The cause was complications from a heart attack, said his wife, Denise. Mr. Smith, a resident of St. Helena, Calif., had been in Detroit to attend the Movement electronic music festival.

The Prophet line of synthesizers, designed by Mr. Smith and John Bowen for Smith’s company Sequential Circuits in the late 1970s and ’80s, were the first commercially marketed synthesizers that were polyphonic — meaning that musicians could play harmony and full chords. Each unit had programmable memory that allowed the user to store and reuse sounds at any time.

Throughout the 1980s, Mr.
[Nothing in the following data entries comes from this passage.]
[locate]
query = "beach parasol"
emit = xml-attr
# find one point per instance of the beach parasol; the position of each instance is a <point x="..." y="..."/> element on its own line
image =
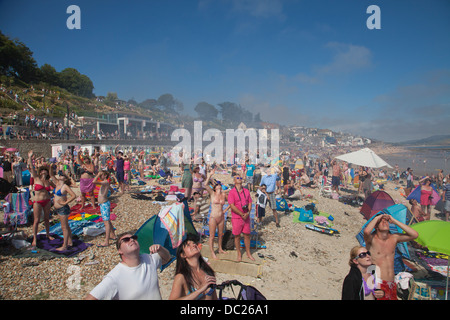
<point x="415" y="194"/>
<point x="276" y="162"/>
<point x="435" y="235"/>
<point x="376" y="202"/>
<point x="299" y="164"/>
<point x="364" y="157"/>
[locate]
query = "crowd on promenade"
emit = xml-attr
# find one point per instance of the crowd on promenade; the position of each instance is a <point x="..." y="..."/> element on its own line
<point x="253" y="186"/>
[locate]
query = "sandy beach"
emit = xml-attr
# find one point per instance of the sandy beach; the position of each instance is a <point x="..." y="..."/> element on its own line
<point x="303" y="264"/>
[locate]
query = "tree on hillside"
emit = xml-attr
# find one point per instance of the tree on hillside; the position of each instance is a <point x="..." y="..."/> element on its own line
<point x="111" y="99"/>
<point x="169" y="104"/>
<point x="206" y="111"/>
<point x="76" y="83"/>
<point x="235" y="113"/>
<point x="16" y="60"/>
<point x="48" y="74"/>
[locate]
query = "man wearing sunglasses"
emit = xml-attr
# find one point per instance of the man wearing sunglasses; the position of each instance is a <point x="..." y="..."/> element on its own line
<point x="382" y="243"/>
<point x="136" y="276"/>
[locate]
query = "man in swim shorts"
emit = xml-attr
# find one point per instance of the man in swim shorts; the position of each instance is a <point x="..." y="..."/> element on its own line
<point x="381" y="243"/>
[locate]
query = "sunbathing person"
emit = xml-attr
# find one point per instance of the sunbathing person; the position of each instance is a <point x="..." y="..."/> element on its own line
<point x="194" y="278"/>
<point x="417" y="211"/>
<point x="382" y="243"/>
<point x="135" y="277"/>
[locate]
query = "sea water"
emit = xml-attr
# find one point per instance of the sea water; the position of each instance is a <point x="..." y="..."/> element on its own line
<point x="423" y="160"/>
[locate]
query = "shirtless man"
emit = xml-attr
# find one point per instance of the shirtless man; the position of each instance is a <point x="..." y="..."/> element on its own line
<point x="381" y="244"/>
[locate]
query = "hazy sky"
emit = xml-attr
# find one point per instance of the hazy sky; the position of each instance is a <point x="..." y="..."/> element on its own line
<point x="306" y="62"/>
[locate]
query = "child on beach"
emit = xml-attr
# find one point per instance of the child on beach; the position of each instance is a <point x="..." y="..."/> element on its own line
<point x="105" y="191"/>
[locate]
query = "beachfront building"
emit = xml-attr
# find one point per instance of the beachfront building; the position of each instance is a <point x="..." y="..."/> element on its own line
<point x="127" y="126"/>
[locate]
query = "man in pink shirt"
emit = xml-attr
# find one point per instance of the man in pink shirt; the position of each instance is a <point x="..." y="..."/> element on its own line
<point x="241" y="205"/>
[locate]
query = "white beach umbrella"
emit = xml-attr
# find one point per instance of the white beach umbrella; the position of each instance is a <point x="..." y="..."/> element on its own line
<point x="364" y="157"/>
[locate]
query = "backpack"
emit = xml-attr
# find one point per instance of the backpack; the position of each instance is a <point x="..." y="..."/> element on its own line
<point x="245" y="293"/>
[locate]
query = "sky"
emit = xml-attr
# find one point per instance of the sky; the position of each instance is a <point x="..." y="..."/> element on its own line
<point x="312" y="63"/>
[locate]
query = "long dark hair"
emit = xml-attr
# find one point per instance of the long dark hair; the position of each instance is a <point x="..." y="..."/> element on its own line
<point x="185" y="269"/>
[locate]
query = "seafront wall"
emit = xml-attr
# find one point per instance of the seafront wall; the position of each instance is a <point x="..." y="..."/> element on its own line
<point x="44" y="147"/>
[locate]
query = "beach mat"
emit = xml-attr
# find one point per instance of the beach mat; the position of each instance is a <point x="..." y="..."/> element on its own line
<point x="227" y="263"/>
<point x="296" y="215"/>
<point x="236" y="268"/>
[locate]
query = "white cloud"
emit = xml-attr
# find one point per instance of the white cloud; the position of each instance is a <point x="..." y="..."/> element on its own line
<point x="260" y="8"/>
<point x="347" y="58"/>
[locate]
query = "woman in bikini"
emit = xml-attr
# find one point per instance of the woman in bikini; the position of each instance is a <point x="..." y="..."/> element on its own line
<point x="42" y="200"/>
<point x="217" y="216"/>
<point x="425" y="196"/>
<point x="86" y="178"/>
<point x="194" y="278"/>
<point x="61" y="204"/>
<point x="197" y="181"/>
<point x="127" y="170"/>
<point x="141" y="165"/>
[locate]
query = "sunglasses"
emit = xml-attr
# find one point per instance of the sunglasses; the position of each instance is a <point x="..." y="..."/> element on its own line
<point x="362" y="255"/>
<point x="127" y="239"/>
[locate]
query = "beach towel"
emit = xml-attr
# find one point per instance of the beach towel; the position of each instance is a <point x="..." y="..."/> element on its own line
<point x="19" y="209"/>
<point x="51" y="245"/>
<point x="76" y="227"/>
<point x="415" y="194"/>
<point x="172" y="217"/>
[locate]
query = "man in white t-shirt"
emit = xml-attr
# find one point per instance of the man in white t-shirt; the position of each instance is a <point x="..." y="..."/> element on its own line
<point x="136" y="276"/>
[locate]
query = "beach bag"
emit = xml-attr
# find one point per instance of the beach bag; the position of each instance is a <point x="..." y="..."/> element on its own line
<point x="312" y="206"/>
<point x="245" y="293"/>
<point x="305" y="215"/>
<point x="228" y="240"/>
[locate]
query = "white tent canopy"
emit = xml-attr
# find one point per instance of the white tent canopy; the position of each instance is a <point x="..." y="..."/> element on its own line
<point x="364" y="157"/>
Smith’s analogue instrument became pervasive in the pop charts, gracing hit albums such as “Thriller” (1982) by Michael Jackson, “Like a Virgin” (1984) by Madonna and “Abacab” (1981) by Genesis, as well as Vangelis’s music for the film “Blade Runner” (1982) and several scores by horror film auteur John Carpenter.

A computer programmer and fledgling bass player, Mr. Smith became fascinated with Wendy Carlos’s “Switched-On Bach” (1968), a hit album of J.S. Bach pieces performed on a Moog synthesizer.

“It was just so lifelike the way [Carlos] played was just, it sounded like an acoustic instrument,” Mr. Smith said in 2014 at a Red Bull Music Academy event. “We all know what’s electronic and what’s not. It just had this life into it that was just amazing to hear and the way she played it.”

Because the Moog models from that era could only play one note at a time, it took Carlos nearly five months to record her Bach album — something Mr. Smith discovered when he bought a Minimoog.

“The funny thing was, when the Minimoog first came out, since it had a keyboard on it, a lot of people would go up to it, and the first thing they’d do is play a chord, and only one note would play, and they’d go, ‘What’s going on? Is this broken?’ ” he explained.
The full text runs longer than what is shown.